Loggers and Natives Face Off in the Borderlands
September 12th, 2011
Lumberjack invasion spurs cross-border contact between native villages
by Scott Wallace
posted to National Geographic
In a sign of growing indigenous activism and impatience with ineffectual bureaucrats, communities in Peru and Brazil have joined forces in recent days to patrol a volatile border region rife with illegal loggers and heavily armed gangs of drug-runners.
An illegal logging camp deep in the Peruvian Amazon. Photo by Scott Wallace
Earlier this month, a joint patrol of Ashéninka natives from the Alto Tamaya River in Peru and Asháninka tribesmen from across the border in Brazil encountered multiple sites inside Peru where loggers appeared to be operating outside legally recognized concessions. The Indians also discovered a logging camp just 200 yards from the border, prompting suspicions that the lumberjacks are poised to snatch valuable timber from Brazilian national territory.

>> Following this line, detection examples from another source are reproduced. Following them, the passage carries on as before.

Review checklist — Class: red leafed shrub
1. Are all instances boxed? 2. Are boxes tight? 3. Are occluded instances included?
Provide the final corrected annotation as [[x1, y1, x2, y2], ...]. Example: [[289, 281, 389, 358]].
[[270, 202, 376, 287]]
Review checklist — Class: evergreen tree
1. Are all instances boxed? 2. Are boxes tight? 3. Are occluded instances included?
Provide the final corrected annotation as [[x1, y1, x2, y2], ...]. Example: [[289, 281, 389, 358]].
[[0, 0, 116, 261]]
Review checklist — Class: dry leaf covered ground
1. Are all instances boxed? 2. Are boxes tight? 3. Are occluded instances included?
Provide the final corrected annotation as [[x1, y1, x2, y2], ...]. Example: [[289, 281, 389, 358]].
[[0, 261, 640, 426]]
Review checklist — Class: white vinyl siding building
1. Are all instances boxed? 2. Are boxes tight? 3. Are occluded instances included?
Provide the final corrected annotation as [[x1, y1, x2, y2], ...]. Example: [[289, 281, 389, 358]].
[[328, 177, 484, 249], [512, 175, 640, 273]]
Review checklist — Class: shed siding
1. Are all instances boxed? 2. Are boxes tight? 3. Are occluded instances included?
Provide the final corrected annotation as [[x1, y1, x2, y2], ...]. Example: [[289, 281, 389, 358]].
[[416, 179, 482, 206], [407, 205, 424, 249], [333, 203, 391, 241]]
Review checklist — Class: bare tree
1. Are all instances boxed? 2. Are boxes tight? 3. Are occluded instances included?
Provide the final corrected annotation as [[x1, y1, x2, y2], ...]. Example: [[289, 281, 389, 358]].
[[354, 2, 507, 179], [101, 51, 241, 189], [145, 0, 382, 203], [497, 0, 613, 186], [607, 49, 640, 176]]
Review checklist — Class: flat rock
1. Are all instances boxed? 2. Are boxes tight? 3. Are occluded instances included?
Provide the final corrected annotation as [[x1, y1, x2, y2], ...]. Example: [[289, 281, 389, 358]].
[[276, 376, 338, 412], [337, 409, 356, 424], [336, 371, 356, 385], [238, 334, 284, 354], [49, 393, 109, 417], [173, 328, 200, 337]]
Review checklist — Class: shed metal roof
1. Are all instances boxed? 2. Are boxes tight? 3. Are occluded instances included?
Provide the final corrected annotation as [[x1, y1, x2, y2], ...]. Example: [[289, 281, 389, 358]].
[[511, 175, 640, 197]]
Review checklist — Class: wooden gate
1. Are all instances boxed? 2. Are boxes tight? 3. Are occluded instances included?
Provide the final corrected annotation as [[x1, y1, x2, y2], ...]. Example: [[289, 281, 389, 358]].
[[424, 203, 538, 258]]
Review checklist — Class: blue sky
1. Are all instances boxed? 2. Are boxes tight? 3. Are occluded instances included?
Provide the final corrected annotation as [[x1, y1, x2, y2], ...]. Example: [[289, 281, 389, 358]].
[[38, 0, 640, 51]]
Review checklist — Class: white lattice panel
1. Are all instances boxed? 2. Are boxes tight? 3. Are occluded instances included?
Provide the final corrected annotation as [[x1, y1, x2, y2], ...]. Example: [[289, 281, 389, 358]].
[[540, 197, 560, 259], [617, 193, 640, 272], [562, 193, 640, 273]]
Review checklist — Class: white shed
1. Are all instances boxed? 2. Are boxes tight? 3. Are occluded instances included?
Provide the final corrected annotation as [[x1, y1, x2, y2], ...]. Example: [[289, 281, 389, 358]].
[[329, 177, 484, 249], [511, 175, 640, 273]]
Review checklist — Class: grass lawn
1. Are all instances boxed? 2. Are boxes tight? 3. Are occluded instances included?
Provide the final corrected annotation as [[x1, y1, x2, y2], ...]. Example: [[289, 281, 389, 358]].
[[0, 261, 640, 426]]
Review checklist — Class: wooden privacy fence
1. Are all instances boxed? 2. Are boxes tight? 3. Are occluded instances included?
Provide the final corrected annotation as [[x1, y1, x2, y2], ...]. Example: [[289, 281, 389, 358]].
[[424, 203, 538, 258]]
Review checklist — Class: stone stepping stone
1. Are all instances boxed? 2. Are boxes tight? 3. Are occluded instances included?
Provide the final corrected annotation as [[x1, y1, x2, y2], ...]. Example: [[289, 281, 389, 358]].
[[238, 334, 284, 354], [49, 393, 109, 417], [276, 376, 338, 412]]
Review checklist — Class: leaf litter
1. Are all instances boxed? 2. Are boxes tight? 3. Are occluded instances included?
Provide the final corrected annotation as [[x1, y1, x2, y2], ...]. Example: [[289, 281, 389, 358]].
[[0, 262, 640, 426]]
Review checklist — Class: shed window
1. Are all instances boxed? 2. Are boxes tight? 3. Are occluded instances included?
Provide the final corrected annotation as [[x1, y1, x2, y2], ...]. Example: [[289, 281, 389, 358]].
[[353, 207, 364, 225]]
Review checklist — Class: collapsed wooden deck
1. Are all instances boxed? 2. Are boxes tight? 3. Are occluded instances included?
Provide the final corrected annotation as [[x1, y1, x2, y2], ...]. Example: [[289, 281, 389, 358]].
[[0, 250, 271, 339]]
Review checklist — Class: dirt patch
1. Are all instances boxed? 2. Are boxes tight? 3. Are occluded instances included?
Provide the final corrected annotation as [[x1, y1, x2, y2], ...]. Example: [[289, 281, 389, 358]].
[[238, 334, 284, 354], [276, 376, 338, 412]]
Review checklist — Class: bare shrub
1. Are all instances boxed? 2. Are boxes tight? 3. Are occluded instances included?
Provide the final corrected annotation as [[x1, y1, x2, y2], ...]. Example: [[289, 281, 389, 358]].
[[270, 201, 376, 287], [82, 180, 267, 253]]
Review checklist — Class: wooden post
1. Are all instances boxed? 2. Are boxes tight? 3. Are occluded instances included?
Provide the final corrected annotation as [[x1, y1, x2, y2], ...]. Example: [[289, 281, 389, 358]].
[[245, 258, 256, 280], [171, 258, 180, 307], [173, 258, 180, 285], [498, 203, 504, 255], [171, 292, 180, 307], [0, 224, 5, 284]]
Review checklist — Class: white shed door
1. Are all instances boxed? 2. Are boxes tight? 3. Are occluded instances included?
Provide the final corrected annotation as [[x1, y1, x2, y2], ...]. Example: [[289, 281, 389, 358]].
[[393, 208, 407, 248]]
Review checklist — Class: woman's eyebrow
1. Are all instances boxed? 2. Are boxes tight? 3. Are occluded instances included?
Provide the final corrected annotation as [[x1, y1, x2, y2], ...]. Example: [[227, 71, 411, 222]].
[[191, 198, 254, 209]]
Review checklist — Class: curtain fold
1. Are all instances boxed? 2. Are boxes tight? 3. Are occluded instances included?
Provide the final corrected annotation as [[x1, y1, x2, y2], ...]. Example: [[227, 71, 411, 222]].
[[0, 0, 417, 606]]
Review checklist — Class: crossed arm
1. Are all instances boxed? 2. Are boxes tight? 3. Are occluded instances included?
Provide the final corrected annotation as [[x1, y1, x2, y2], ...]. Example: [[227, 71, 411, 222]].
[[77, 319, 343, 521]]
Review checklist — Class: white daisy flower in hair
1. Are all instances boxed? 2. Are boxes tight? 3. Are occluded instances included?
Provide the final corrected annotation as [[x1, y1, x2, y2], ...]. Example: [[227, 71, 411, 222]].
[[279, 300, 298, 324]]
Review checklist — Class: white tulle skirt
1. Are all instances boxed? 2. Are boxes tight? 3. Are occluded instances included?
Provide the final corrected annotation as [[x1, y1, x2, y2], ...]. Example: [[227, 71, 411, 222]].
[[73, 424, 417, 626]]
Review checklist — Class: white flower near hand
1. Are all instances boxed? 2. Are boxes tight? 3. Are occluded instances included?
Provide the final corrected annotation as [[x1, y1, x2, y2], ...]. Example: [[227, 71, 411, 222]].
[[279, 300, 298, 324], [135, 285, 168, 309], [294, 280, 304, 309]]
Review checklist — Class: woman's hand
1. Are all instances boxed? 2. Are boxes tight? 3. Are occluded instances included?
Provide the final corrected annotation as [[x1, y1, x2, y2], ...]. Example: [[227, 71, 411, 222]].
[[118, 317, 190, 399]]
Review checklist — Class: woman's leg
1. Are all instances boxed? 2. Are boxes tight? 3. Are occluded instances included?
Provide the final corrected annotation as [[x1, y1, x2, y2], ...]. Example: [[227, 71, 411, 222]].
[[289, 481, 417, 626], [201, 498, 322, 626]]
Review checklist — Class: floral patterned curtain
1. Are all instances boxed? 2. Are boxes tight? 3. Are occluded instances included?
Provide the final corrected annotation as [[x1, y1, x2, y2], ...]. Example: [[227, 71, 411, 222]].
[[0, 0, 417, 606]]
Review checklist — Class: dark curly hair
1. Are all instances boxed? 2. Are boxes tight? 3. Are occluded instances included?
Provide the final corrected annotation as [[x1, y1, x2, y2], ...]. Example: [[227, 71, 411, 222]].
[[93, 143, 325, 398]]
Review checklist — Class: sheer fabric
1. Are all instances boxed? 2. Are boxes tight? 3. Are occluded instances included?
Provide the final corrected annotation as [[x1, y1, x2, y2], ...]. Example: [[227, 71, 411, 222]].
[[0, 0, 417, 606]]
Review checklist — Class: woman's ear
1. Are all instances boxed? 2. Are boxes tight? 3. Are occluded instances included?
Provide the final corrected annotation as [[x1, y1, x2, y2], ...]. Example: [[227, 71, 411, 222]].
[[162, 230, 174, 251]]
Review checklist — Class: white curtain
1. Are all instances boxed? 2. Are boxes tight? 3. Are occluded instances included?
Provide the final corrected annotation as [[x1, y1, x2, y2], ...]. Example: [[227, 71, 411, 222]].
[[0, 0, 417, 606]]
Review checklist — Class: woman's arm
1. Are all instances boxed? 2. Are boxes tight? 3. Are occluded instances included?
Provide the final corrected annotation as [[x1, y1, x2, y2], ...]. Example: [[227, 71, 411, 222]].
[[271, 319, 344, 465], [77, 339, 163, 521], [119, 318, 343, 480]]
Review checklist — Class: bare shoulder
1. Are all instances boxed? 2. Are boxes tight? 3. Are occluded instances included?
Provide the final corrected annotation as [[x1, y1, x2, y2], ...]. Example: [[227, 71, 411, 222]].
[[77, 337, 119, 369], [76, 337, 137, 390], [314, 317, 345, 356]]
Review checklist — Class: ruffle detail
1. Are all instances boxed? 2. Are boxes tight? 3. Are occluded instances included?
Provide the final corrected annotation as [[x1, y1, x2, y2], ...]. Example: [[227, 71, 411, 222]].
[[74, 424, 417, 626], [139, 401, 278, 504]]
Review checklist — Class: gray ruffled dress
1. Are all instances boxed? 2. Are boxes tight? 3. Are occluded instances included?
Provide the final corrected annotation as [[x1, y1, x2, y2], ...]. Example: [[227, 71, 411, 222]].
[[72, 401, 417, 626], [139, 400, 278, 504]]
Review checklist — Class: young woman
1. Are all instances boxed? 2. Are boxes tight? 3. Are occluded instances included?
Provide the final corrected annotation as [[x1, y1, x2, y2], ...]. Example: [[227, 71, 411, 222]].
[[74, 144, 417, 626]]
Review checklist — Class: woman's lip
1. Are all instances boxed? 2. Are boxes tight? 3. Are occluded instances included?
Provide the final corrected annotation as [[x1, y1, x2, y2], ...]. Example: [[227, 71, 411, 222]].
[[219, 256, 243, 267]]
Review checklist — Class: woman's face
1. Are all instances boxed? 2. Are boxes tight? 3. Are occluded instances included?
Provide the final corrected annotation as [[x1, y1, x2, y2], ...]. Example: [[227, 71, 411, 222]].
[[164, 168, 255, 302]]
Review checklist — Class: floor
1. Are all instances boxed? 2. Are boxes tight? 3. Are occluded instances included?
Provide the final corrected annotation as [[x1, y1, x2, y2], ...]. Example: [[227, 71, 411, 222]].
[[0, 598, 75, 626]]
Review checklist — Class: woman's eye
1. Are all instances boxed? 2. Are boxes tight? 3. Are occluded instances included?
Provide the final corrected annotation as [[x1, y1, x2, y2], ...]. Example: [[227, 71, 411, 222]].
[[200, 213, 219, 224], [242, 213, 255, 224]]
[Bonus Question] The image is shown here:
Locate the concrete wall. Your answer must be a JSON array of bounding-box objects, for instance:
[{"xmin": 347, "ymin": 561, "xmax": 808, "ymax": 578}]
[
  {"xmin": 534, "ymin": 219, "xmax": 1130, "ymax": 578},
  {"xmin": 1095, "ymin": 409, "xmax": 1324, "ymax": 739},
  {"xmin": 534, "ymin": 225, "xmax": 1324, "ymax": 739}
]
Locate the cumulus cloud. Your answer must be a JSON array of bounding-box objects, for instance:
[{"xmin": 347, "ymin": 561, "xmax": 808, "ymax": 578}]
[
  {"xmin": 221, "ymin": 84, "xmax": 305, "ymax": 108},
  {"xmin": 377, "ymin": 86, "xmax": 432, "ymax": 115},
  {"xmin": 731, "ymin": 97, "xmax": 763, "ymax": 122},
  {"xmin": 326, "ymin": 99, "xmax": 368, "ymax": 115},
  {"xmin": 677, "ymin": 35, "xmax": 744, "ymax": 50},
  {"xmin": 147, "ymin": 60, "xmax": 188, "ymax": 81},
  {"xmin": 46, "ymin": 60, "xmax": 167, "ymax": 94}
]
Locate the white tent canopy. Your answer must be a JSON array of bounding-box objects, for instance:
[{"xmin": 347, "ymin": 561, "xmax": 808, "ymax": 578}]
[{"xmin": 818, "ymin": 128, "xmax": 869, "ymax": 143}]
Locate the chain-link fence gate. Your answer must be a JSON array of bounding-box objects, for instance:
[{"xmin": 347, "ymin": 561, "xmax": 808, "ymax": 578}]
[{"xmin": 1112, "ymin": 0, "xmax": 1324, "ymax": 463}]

“It’s a known strategy,” Asháninka leader Isaac Piyãko told the Pro-Indian Commission of Acre, the Amazonian border state in far western Brazil that includes the native lands of the Asháninka. “They set up a camp close on the border to take away wood from Brazil.” Piyãko said the patrol found trunks of recently felled mahogany and cedar — both endangered hardwoods protected by law — as well as standing trees on the Brazil side marked with blazes by loggers for imminent harvest.
Equipped with hand-held GPS units, indigenous leaders presented the geo-referenced information to Brazilian authorities in a meeting last week in the frontier city of Cruzeiro do Sul. Officials promised to look into the matter and indicated they were willing to undertake aerial surveillance and to bolster their presence in the restive border area.
The Brazilian Asháninka have evolved into a well-organized and influential force in recent years, emerging as a role model for other less fortunate tribes. Their territory has been legally recognized, and tribal members enjoy a relatively high level of educational and public health services. The same cannot be said for their brethren in Peru. They have petitioned for legal title to their land for the past ten years. The government has yet to act, leaving the Peruvian Ashéninka exposed to ongoing invasions from illegal loggers and a cascade of threats that keep everyone on edge when nighttime comes to the forest, and the last cooking fires wink out.
Just last month, members of the Ashéninka community of Saweto found three outboard motors sabotaged after they sustained a confrontation with loggers in the backwoods.
The Asháninka and Ashéninka are closely related indigenous groups, sharing a common language and similar customs.